Стоило Огоньку осмотреться, как появилась Атали.

— Я буду приходить к тебе в гости, не против?

— Нет, не против, — он улыбнулся, — Прости, я тебя обидел…

— Ничего… Ты же не наш, а с юга. Там принято вести себя так… — Она обвела глазами комнату. — Если что надо, скажи, принесут.

— У меня все есть.

— Что тебе сказала аньу? Лайа, — поправилась девочка, с явным обожанием произнеся имя тети.

— Пока ничего. Позволила мне ходить по городу. Неохотно так. Вроде как все…

— Это хорошо. Это правильно… — девочка уселась на подоконник, прикусив кончик косы.

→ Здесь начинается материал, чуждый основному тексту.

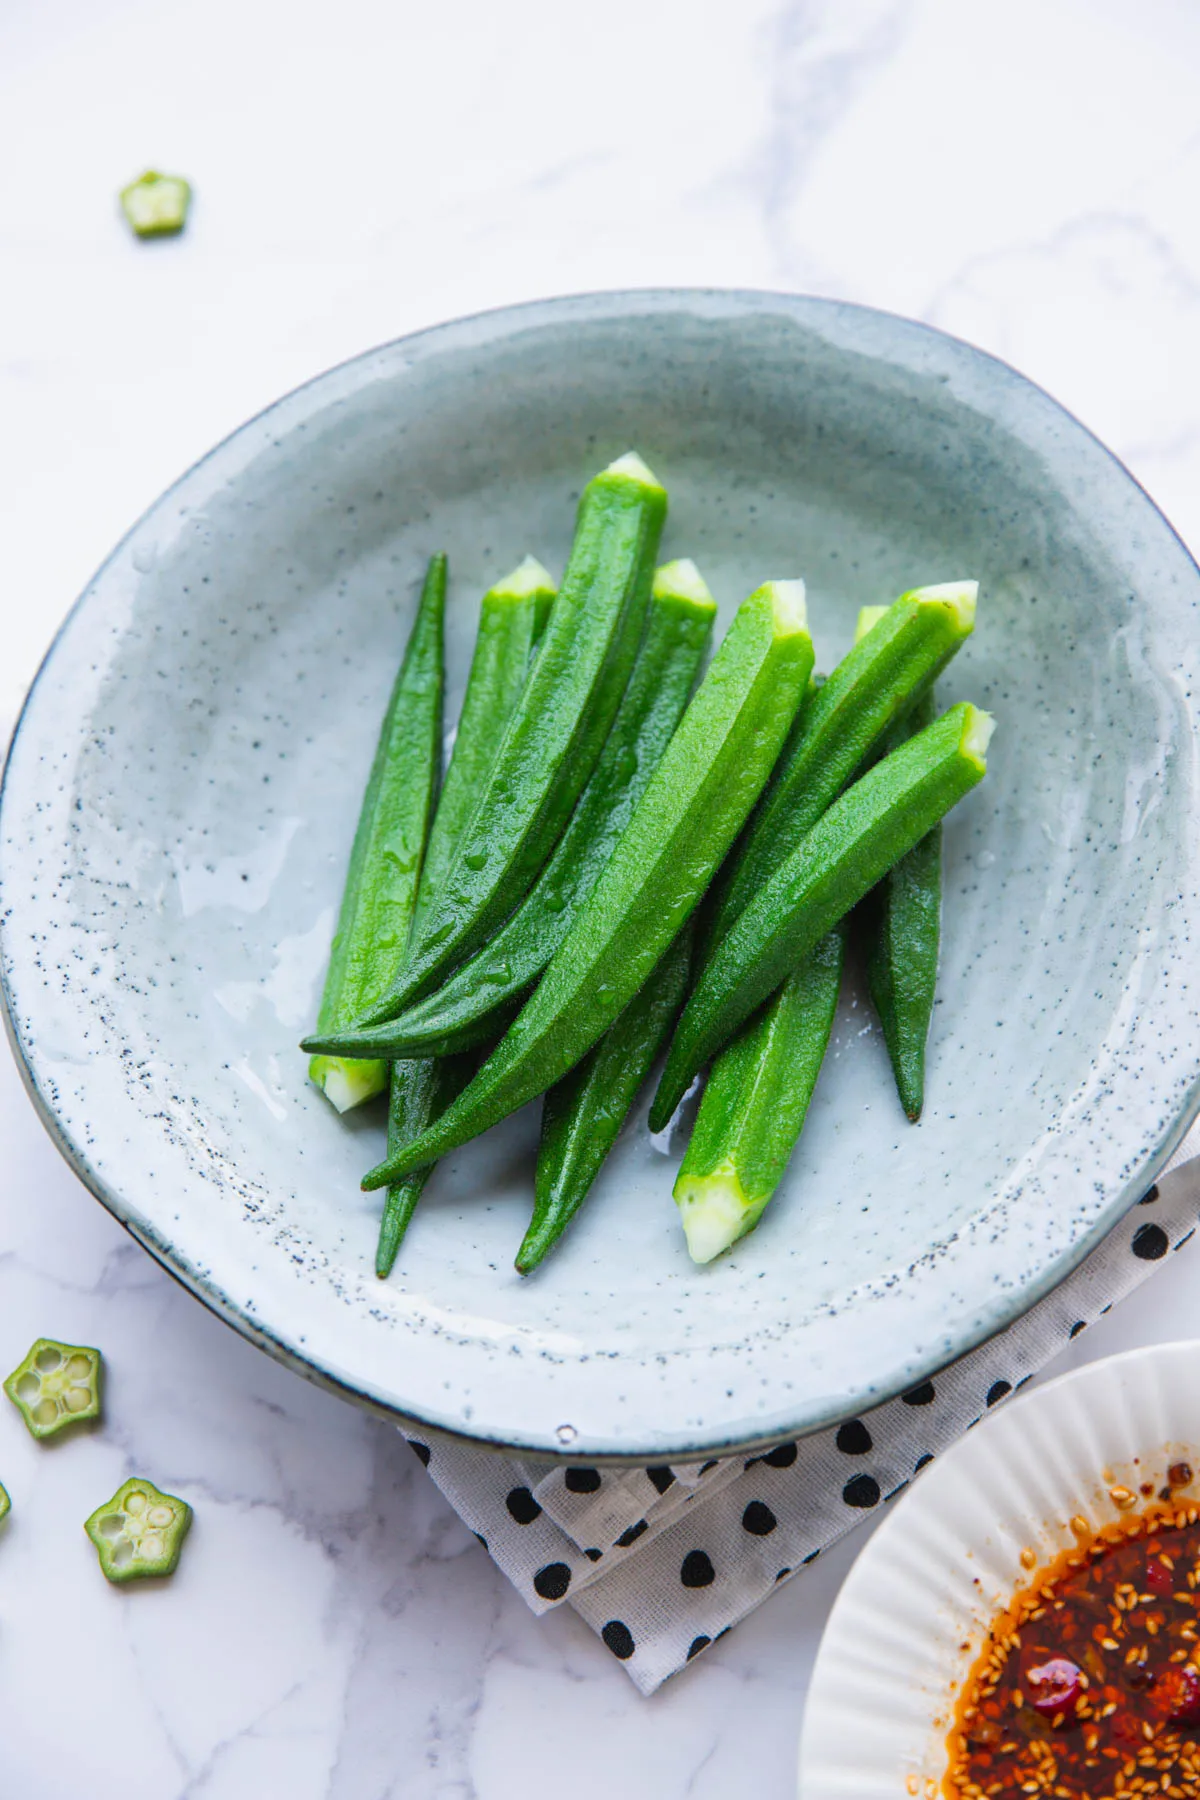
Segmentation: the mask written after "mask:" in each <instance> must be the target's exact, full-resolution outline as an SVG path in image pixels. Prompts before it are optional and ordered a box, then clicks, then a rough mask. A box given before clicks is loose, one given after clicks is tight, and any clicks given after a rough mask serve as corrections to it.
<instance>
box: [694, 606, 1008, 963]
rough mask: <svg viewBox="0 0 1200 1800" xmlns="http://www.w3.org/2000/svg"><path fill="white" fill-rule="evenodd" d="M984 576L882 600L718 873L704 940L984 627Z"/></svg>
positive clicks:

— Я хочу помочь тебе освоиться.

— Так велела эта, с косой? Или твоя мать?

— Ой, снова ты! — поморщилась девочка. — Мама обязала позаботиться о тебе, но я бы и без того пришла, хоть ты и совсем невоспитанный. Я расскажу, что и как устроено в Тейит. Думаю, тебе полезно будет узнать, раз уж ты выспросил у тети разрешение ходить в одиночку.

Огонек уселся было на табурет, но передумал и плюхнулся на пол — привычней. Атали снова смешно и недовольно повела носиком, но очередного замечания не отпустила — просто приступила к рассказу.

Теперь Огонек знал — место, где его поселили, называется Ауста — длинный с тремя углами пристрой, каменный, как почти все дома в Тейит, отделенный от улицы уступом в человеческий рост. Узнал о городе и окрестностях много — язык у Атали подвешен был хорошо, хоть ее немного монотонная мелодичная речь усыпляла. Несколько раз ловил себя на том, что вскидывает голову, распахивая полузакрывшиеся глаза, и пытался вспомнить окончание прозвучавшей фразы.

Наконец Атали примолкла — причиной тому была пожилая служанка, принесшая миску бобов, лепешку и ломоть белого сыра. Глядя, как жадно Огонек уставился на еду, девчонка вздохнула.

— Полагаю, на сегодня с тебя достаточно… — похоже, она могла без передыху говорить еще сутки.

— Погоди, — остановил Огонек. — Если бы ты показала мне выход, и хоть немного дороги в город… После дикарей не сомневался — и в каменном переплетении улиц не заблудится. А люди… вряд ли страшней всего пережитого.

— Да, конечно, я покажу! — просияла Атали, а полукровка неуверенно потянулся к лепешке. Есть среди дикарей привык, а девчонки простой — застеснялся. Впрочем, она оказалась догадливой — отвернулась и смотрела на улицу.

— Пожалуй… идти можно, — неуверенно сказал Огонек некоторое время спустя, отодвигая пустую миску. — Так что у вас где?

Атали с готовностью спрыгнула с подоконника.

— Идем! — она встряхнула головой, косы разлетелись.

Вышли на улицу. Город, высеченный в скалах, изнутри еще больше казался одновременно строгим и причудливым — словно прихоть ветра. Камень… жил. Огонек слово бы дал, что он дышит, переливается, повинуясь внутренним своим импульсам. Лесенки и уступы перетекали друг в друга угловатыми водападиками. А вот деревьев было немного, все больше кустарник с узкими листьями и мелкими душистыми цветами.

Огонек озирался.

— Тут красиво…

— Конечно. Тейит возведена мастерами — некоторые уголки ее воистину неповторимы. Например, поющие камни на площади Кемишаль… А там, на юге… как живут?